GBP Weekly Wrap: It’s all so negative for sterling – what’s next?
The key questions in the weeks ahead are how quickly will the pace of the recovery be and the likelihood of a UK-EU transition extension.
Dismal data dump
The UK’s official jobless rate stayed below 4% in the first quarter of this year, but this doesn’t take into account the sharp rise in unemployment over recent weeks. With estimates of over 2 million claiming of late, this signals an unemployment rate potentially closer to 9%, so exceeding the GFC pain we saw in 2008. Certainly, the Government’s job retention scheme, which currently is paying around a quarter of total UK employees, has helped avoid a US unemployment rate that may rise above 20% in May. But those sectors that would normally lead a recovery in the jobs market have been hit the hardest and this points to a U-shaped recovery at best. Much is dependent on how the government retention scheme evolves and if social distancing rules can be relaxed sooner than expected.
PMI data was mostly looked past by markets as they all beat expectations but remain firmly in contractionary territory. Second quarter UK GDP will no doubt be horrific, but the Bank of England have already stated the drop could be a much as 25%. As a side note, it’s important to remember that diffusion indices such as the PMIs are likely to surprise positively going forward as they are at exceptionally low bases, since they simply ask whether things ‘improve’ or ‘worsen’ versus the previous month.
Negative rates…not yet
Probably more important last week was talk by Bank of England officials, including both the Governor and deputy Governor, about the next steps in monetary policy, with a gilt auction trading negative exciting some and the market now pricing for rates to fall below zero by November this year.
Governor Bailey confirmed negative rates were under ‘active review’ which is a U-turn from just a week ago when he said the BoE were not ‘planning or contemplating’ this. However, he remained far from suggesting that they’re around the corner, stating simply that ruling out a policy choice would be foolish, while the bank’s own programme has indicated negative rates are more likely to be introduced in the autumn, rather than the next meeting in June, if the economy requires additional stimulus.
‘Plus ca change’ in Brexit talks
After the recent failed trade discussions with the EU, which pushed GBP to its lowest point since late-March. we’ve saw increasingly frosty exchanges between both sides last week.
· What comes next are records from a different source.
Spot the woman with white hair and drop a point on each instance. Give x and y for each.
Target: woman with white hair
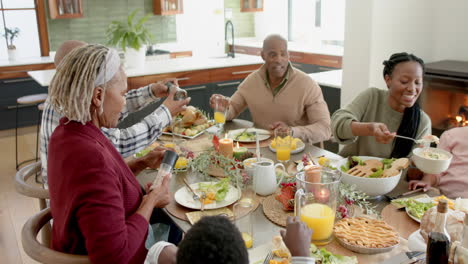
(97, 204)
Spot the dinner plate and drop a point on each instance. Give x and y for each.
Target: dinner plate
(422, 200)
(184, 197)
(263, 134)
(300, 147)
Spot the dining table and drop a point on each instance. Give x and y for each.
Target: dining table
(265, 230)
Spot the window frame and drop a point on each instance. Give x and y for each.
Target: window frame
(39, 7)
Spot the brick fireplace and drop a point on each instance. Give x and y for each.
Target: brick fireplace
(445, 94)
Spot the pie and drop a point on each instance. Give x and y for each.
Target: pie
(366, 232)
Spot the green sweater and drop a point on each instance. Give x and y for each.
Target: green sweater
(370, 106)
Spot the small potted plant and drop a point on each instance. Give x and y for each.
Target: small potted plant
(132, 36)
(10, 35)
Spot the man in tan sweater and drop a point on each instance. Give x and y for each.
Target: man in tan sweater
(279, 95)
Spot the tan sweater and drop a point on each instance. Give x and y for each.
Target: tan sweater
(299, 104)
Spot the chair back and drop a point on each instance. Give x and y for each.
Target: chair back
(40, 252)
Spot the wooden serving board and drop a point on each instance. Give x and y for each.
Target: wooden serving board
(398, 218)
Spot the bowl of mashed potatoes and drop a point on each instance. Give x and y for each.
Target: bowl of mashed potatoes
(431, 160)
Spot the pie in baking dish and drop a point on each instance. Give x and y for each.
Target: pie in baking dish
(366, 232)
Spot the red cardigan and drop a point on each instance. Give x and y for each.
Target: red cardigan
(93, 197)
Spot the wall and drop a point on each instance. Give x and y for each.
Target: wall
(244, 22)
(99, 14)
(374, 30)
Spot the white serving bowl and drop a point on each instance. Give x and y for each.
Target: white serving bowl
(249, 164)
(428, 165)
(371, 186)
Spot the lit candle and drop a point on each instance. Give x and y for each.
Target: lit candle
(322, 195)
(313, 173)
(226, 147)
(239, 151)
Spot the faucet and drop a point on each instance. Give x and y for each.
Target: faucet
(230, 52)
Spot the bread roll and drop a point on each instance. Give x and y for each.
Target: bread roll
(454, 223)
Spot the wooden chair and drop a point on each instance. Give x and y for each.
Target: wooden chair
(23, 187)
(40, 252)
(22, 102)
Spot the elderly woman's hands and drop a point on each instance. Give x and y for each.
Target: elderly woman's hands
(173, 106)
(160, 89)
(154, 157)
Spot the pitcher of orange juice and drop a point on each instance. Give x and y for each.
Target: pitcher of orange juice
(315, 203)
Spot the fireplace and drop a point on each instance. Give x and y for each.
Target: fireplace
(445, 94)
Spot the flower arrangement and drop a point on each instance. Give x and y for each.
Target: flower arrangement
(11, 34)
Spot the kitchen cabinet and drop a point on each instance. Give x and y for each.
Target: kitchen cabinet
(12, 89)
(167, 7)
(65, 9)
(251, 5)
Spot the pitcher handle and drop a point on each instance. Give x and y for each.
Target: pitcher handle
(282, 175)
(298, 202)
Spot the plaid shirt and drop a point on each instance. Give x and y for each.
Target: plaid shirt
(127, 141)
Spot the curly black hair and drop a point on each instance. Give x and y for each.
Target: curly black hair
(213, 239)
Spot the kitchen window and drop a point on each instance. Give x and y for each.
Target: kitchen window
(26, 16)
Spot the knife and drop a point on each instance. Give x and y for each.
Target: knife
(405, 258)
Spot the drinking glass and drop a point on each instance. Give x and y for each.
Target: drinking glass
(220, 113)
(315, 203)
(283, 136)
(244, 222)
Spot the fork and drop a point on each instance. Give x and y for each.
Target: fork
(268, 257)
(202, 201)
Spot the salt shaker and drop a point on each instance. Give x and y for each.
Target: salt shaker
(180, 94)
(168, 162)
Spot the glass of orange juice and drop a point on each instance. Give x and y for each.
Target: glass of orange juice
(283, 143)
(315, 203)
(220, 112)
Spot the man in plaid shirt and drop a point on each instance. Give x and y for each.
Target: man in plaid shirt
(129, 140)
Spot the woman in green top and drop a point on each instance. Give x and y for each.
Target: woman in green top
(368, 125)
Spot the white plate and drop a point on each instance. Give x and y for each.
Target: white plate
(264, 134)
(185, 198)
(184, 136)
(300, 147)
(416, 241)
(422, 200)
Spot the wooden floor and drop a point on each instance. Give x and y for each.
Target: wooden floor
(15, 208)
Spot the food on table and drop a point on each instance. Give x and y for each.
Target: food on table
(295, 142)
(247, 239)
(429, 139)
(454, 223)
(320, 218)
(215, 191)
(286, 197)
(190, 122)
(321, 255)
(373, 168)
(279, 249)
(431, 153)
(366, 232)
(181, 163)
(245, 136)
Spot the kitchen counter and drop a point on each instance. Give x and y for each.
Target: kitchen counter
(328, 78)
(27, 61)
(168, 66)
(296, 46)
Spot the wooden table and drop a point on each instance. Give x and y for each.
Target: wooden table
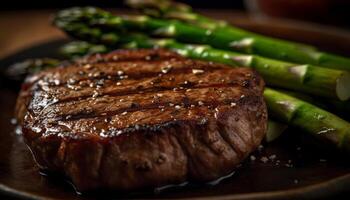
(21, 29)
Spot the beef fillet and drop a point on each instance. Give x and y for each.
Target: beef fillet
(141, 118)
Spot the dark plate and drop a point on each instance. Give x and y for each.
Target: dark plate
(302, 167)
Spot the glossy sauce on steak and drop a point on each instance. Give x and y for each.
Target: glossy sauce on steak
(141, 118)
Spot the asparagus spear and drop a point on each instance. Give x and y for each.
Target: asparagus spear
(305, 116)
(314, 80)
(233, 39)
(308, 118)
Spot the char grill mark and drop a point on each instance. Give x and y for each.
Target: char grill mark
(149, 85)
(144, 133)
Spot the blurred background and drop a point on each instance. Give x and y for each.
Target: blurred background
(24, 23)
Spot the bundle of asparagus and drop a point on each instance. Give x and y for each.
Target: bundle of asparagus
(178, 23)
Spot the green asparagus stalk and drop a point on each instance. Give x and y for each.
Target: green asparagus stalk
(319, 81)
(238, 40)
(308, 118)
(305, 116)
(20, 70)
(174, 10)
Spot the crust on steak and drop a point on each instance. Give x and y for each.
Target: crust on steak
(141, 118)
UK and EU negotiators are set to resume the next round of talks on June 1, which comes ahead of the leaders’ summit in mid-June.
It is unlikely at this stage that the two sides can hash out an outline of a ‘Canada-style’ agreement. Instead it seems the UK wants a ‘lite’ FTA with a lengthy implementation phase and some of the current UK-EU arrangements, like security and data, preserved until a final deal is done.
The bar seems very low to any kind of positive newsflow during the next few weeks. which is otherwise likely to push EUR/GBP towards 0.91, with potentially some consolidation of the recent breakout first. A move below 1.2076 in cable would be very negative with only psychological support at 1.20 ahead of a move towards 1.15.